Dec 06, 2017 - 5:00 p.m. to 7:00 p.m.


Faculty Club of Columbia University Medical Center, Physicians & Surgeons Building, 630 W. 168th St., 4th Floor, New York, NY

For our December Narrative Medicine Rounds, we celebrate the extraordinary book Narrative in Social Work Practice: The Power and Possibility of Story by Ann Burack-Weiss, Lynn Sara Lawrence, and Lynne Bamat Mijangos, editors. The book features first-person accounts by social workers who have successfully integrated narrative theory and approaches into their practice. Contributors describe innovative interventions with a wide range of individuals, families, and groups facing a variety of life challenges. One author describes a family in crisis when a promising teenage girls suddenly takes to her bed for several years; another brings narrative practice to a Bronx trauma center; and another finds that poetry writing can enrich the lives of people living with dementia.

In some chapters, the authors turn narrative techniques inward and use them as vehicles of self discovery. Throughout, Narrative in Social Work Practice showcases the flexibility and appeal of narrative methods and demonstrates how they can be empowering and fulfilling for clients and social workers alike.
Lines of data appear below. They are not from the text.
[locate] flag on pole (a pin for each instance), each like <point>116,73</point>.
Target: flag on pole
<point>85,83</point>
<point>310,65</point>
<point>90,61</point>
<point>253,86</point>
In the forward of the book, Rita Charon, Founder and Executive Director of Columbia’s Narrative Medicine Program, writes, “This book can transform social work practice. It is both revolutionary in concept and loyal to social work traditions in spirit. It illuminates the social and personal dimensions that attract social workers to their work in the first place and proposes innovative ideas and methods that keep the practice forever new.”

Ann Burack-Weiss taught for thirty years at the Columbia University School of Social Work and is now associate faculty in Columbia’s Program in Narrative Medicine. She is the author of The Caregiver’s Tale: Loss and Renewal in Family Life (Columbia, 2006) and The Lioness in Winter: Writing an Old Woman’s Life (Columbia, 2015).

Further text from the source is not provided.